Warwick joins with other school districts to save public education

| 25 Sep 2013 | 09:10

— Warwick Valley Superintendent of Schools Dr. Ray Bryant and School Board members Dave Eaton, Lynn Lillian and Sharon Davis met Wednesday with some of their counterparts from other school districts to discuss the crisis in funding for public education.

Others in attendance at the special meeting held at the district offices were: Washingtonville School Superintendent Robbie Greene; and Susan Doyle, executive director of the Orange County School Boards Association.

Meeting next week
Also there was Kevin Wilt of Middletown, who is part of Fair Funding For Our Schools, an advocacy group comprising a coalition of parents, educators and school board members, as well as other business and civic members representing more than 50 public school districts from Orange County and across the Hudson Valley.

The group will have a kick-off forum in Middletown next week. According to its organizers, the forum, entitled "Fair Funding For Our Schools," will be the first advocacy forum of its kind in the region.

Public education is in crisis: federal and state aid traditionally given to public schools has been greatly reduced over the past five years; reduced aid, combined with districts’ contractual obligations to teachers, staff and retirees – combined with unfunded state and federal mandates – has left many school districts scrambling to meet their obligations to both students and staff without sacrificing educational quality.

New York State has also reduced its aid to public schools over the past four years, leading to reductions (or elimination) of many programs, as well as layoffs.

The 50-plus districts in the coalition represent nearly 186,000 students and have lost more than $128 million dollars in state funding in 2013 alone through the Gap Elimination Act (GEA), according to the forum’s organizers.

As Eaton noted, schools have been funded at 2008 levels, making it difficult for them to keep up with their operating expenses.

Yelling at the wrong people
Doyle, the executive director of the Orange County School Boards Association, said that there needs to be “adequate and fair”funding for public schools.

“People yell at the superintendent and the Board of Education” at meetings, she said, without realizing the “genesis of the problem” is insufficient funding at the state level.

Many districts face “fiscal insolvency down the road, and the (state) Legislature doesn’t have a plan," Doyle added.

Warwick is among the more-fortunate districts, in that – while it has been forced to close two schools in as many years – it has suffered no cuts in program.

Bryant will be one of the speakers at next week's forum.

“We’re not asking to raise taxes,” Bryant said, but rather that Albany restore the resources that schools are supposed to have by law – aid traditionally given by the state.

School districts have been making “difficult, extreme choices” in order to keep taxes from increasing. “We’re all on the same train – some of us are just in the front cars,” he added.

Public must be involved
Lillian also will be one of the speakers at the forum.
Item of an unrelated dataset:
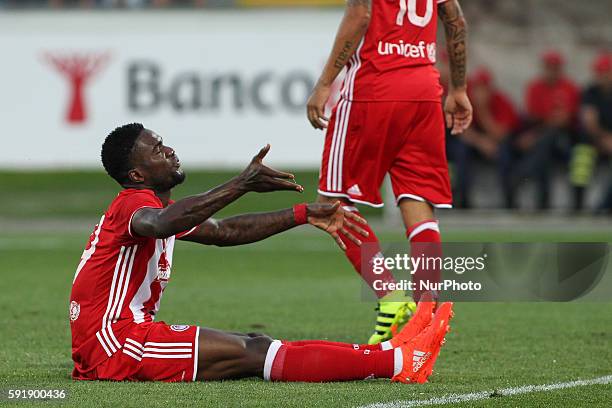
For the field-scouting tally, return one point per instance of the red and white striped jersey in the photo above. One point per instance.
(395, 60)
(119, 280)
She said the public must be involved: “The voices of (professional educators) are not enough at this point.”

She and the coalition hope to create a network of advocates who will lobby Albany. Her focus at the forum will be on next steps the public can take toward that end:

Davis added that members of the public will be given an “advocacy tool kit.”

Another of the speakers will be Dr. Rick Timbs, executive director of Statewide School Finance Consortium. Timbs, a school finance reform advocate, will illustrate the immensity of “the crisis facing suburban, rural and urban school districts alike unless meaningful action is taken during the next legislative session,” according to the Fair Funding statement.